In terms of compensation to survivors of abuse, there were only 14 civil court claims relating to child sexual abuse by priests, the small number likely to be due to the technical defences the Archdiocese has in the past relied on in such claims. 7 of the 14 claims relating to sexual abuse by priests led to payments of compensation, with the Church paying an average of $238,000. By way of contrast, the average monetary payment made by the Church for claims of sexual abuse by priests made through the Melbourne Response was $35,000. The Melbourne Response is a process established by the Melbourne Archdiocese by the then Archbishop George Pell to deal with complaints of sexual and other abuse by priests, religious and lay persons under its control. 277 of such claims resulted in a payment of compensation.
Information provided to the Commission about the complaints of child sex abuse against the 8 priests the subject of the hearings was staggering. For example, Father Kevin O’Donnell, parish priest at Sacred Heart in Oakleigh, had 56 of sexual abuse made against him. The complaints were made between 1944 and 1990 and spanned 25 different institutions.
Numerous accounts of persistent offending
The information collected by the Commission revealed similar patterns for each of the priests the subject of the hearings. Numerous complaints of sexual abuse were made across a number of decades, during which time the priests were active Church officials in the community. The incidents of abuse occurred in a number of institutions, mostly parishes and schools. The first incident of abuse was often shortly after the priest had been ordained. The priests were permitted to continue in their duties and/or association with the Archdiocese until retirement and only in some cases were the benefits (faculties) paid to the priest by the Church removed.
The Commission’s first witness, former priest Philip O’Donnell, gave evidence about having served as an assistant parish priest under Fathers Wilfred Baker and Peter Searson. He spoke of Baker as someone who was fixated on adolescent sexuality and obsessed with adolescent boys. This was said to be common knowledge among those who knew Baker. Philip O’Donnell gave evidence that the Principal of the Gladstone Park parish school was very aware that Baker posed a risk to children. When it was alleged Baker sexually abused one of the boys at the parish (by whom he had earlier seemed besotted), the Commission heard the allegations were reported to the then Archbishop Frank Little and Vicar General Peter Connors. As a result of the complaint, Baker was transferred to a parish in Eltham. His access to children was not restricted in any way. No one expressed concerns about the transfer or whether it posed a risk to other children.

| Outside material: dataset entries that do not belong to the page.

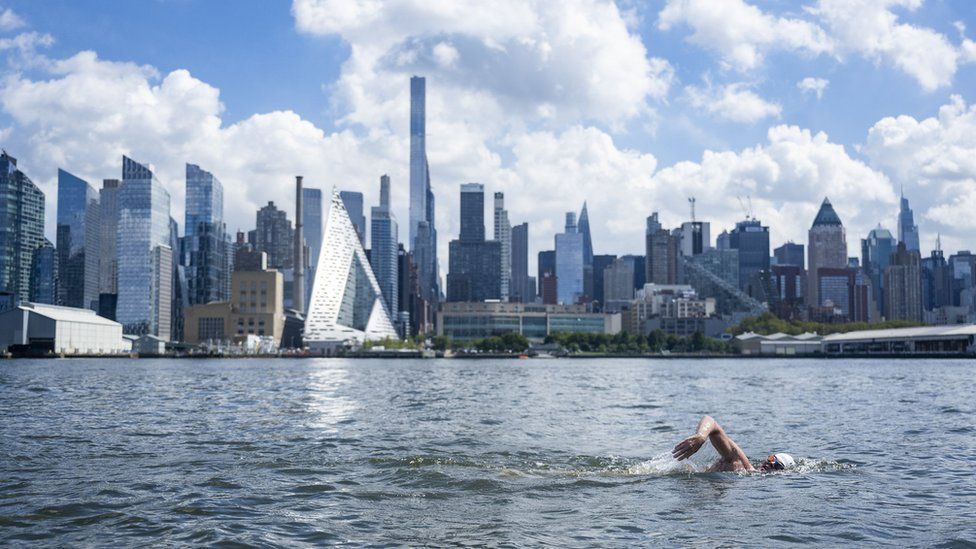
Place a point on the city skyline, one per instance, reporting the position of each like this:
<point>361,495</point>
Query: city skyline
<point>568,150</point>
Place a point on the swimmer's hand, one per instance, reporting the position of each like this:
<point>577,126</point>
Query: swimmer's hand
<point>687,447</point>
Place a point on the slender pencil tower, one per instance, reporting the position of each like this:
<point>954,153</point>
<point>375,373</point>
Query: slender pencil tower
<point>298,284</point>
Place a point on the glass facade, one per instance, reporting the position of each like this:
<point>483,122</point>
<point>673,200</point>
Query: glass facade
<point>78,239</point>
<point>383,248</point>
<point>21,227</point>
<point>143,227</point>
<point>205,244</point>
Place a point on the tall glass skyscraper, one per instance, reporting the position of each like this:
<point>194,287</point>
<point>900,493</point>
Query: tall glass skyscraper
<point>569,262</point>
<point>21,227</point>
<point>78,240</point>
<point>205,244</point>
<point>383,248</point>
<point>145,271</point>
<point>312,231</point>
<point>353,201</point>
<point>907,229</point>
<point>422,231</point>
<point>503,234</point>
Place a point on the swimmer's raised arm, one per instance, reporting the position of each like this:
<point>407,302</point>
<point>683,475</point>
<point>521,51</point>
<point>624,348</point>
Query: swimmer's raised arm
<point>709,429</point>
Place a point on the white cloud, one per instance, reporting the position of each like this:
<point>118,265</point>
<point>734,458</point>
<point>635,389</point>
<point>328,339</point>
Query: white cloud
<point>733,102</point>
<point>935,161</point>
<point>741,33</point>
<point>813,85</point>
<point>10,21</point>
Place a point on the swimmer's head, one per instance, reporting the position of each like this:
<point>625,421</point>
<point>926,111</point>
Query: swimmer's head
<point>778,462</point>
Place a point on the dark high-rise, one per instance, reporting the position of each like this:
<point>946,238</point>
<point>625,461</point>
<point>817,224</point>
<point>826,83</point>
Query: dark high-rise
<point>77,242</point>
<point>474,264</point>
<point>791,254</point>
<point>520,288</point>
<point>274,236</point>
<point>751,238</point>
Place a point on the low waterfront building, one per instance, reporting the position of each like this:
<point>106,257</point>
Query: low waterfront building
<point>34,328</point>
<point>460,320</point>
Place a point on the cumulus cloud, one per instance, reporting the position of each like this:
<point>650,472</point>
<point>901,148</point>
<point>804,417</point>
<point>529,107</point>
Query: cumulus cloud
<point>813,85</point>
<point>732,102</point>
<point>10,21</point>
<point>935,161</point>
<point>741,34</point>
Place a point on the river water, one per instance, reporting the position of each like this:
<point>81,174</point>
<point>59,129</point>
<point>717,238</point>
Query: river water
<point>496,452</point>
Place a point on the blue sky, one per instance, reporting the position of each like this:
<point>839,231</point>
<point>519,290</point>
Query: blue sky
<point>633,107</point>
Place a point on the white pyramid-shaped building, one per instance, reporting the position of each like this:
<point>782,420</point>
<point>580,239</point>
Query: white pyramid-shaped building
<point>346,303</point>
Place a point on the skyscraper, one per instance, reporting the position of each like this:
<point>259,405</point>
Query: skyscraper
<point>903,285</point>
<point>827,248</point>
<point>312,221</point>
<point>108,263</point>
<point>77,241</point>
<point>275,236</point>
<point>423,231</point>
<point>661,249</point>
<point>569,262</point>
<point>474,268</point>
<point>21,227</point>
<point>790,254</point>
<point>876,252</point>
<point>346,300</point>
<point>503,234</point>
<point>907,229</point>
<point>145,258</point>
<point>521,290</point>
<point>353,201</point>
<point>751,238</point>
<point>205,243</point>
<point>44,276</point>
<point>383,248</point>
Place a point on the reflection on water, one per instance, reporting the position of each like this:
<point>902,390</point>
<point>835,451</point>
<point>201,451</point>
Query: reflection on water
<point>328,407</point>
<point>562,452</point>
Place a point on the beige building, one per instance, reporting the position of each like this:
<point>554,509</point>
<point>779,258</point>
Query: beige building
<point>257,308</point>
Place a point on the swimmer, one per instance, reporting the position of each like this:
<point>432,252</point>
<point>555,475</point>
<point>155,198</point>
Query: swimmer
<point>732,457</point>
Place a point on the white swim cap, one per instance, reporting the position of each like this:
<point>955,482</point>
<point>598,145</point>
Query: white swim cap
<point>786,459</point>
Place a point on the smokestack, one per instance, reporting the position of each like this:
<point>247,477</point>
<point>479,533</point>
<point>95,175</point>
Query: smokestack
<point>298,284</point>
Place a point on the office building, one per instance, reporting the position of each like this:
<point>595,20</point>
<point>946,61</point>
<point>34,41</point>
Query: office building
<point>907,229</point>
<point>108,262</point>
<point>600,263</point>
<point>383,248</point>
<point>21,227</point>
<point>662,249</point>
<point>503,235</point>
<point>569,263</point>
<point>474,264</point>
<point>751,239</point>
<point>275,236</point>
<point>876,251</point>
<point>145,258</point>
<point>353,201</point>
<point>312,223</point>
<point>347,304</point>
<point>903,285</point>
<point>77,242</point>
<point>44,274</point>
<point>521,288</point>
<point>205,243</point>
<point>826,249</point>
<point>791,254</point>
<point>422,231</point>
<point>695,238</point>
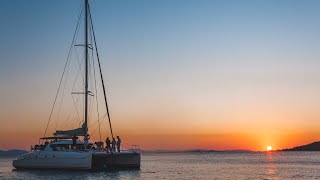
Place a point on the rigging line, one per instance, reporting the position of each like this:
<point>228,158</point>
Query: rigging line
<point>99,120</point>
<point>64,69</point>
<point>95,85</point>
<point>64,87</point>
<point>76,107</point>
<point>80,68</point>
<point>103,87</point>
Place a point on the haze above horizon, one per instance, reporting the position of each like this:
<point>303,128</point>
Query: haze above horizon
<point>181,74</point>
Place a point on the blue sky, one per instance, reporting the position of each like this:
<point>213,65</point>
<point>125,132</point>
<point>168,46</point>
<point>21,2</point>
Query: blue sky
<point>196,61</point>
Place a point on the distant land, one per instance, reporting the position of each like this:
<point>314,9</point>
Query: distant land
<point>13,152</point>
<point>193,151</point>
<point>315,146</point>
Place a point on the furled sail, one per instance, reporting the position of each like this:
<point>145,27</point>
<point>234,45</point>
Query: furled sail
<point>74,132</point>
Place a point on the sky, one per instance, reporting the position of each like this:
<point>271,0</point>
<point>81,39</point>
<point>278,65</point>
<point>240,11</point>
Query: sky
<point>180,74</point>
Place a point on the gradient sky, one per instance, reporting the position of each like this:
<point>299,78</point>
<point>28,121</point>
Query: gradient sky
<point>180,74</point>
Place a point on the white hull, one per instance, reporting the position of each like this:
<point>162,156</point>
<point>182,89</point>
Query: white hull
<point>54,160</point>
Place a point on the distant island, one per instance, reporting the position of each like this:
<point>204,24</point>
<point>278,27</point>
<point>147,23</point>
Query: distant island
<point>315,146</point>
<point>13,152</point>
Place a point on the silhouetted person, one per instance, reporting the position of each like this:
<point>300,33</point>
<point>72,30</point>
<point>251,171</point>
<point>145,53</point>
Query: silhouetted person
<point>108,142</point>
<point>118,143</point>
<point>113,144</point>
<point>74,141</point>
<point>99,144</point>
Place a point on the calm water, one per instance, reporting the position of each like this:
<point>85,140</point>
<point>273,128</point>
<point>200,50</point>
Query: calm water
<point>277,165</point>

Philip O’Donnell also told the Commission that Peter Searson, with whom he served as a priest in Sunbury, was a "psychiatrically disturbed man" and had a "very poor reputation among priests" as abrasive, unstable and unpleasant. The Commission heard staff at the Mount Carmel school complained to O'Donnell that Searson would take children alone to his rooms for sex education. O’Donnell also told the Commission that he reported numerous concerns about Searson to Archbishop Frank Little who eventually moved the priest to another parish.
The Commission’s public hearings into the Melbourne Archdiocese are due to continue until 4 December 2015, with Cardinal George Pell as the last witness to give evidence.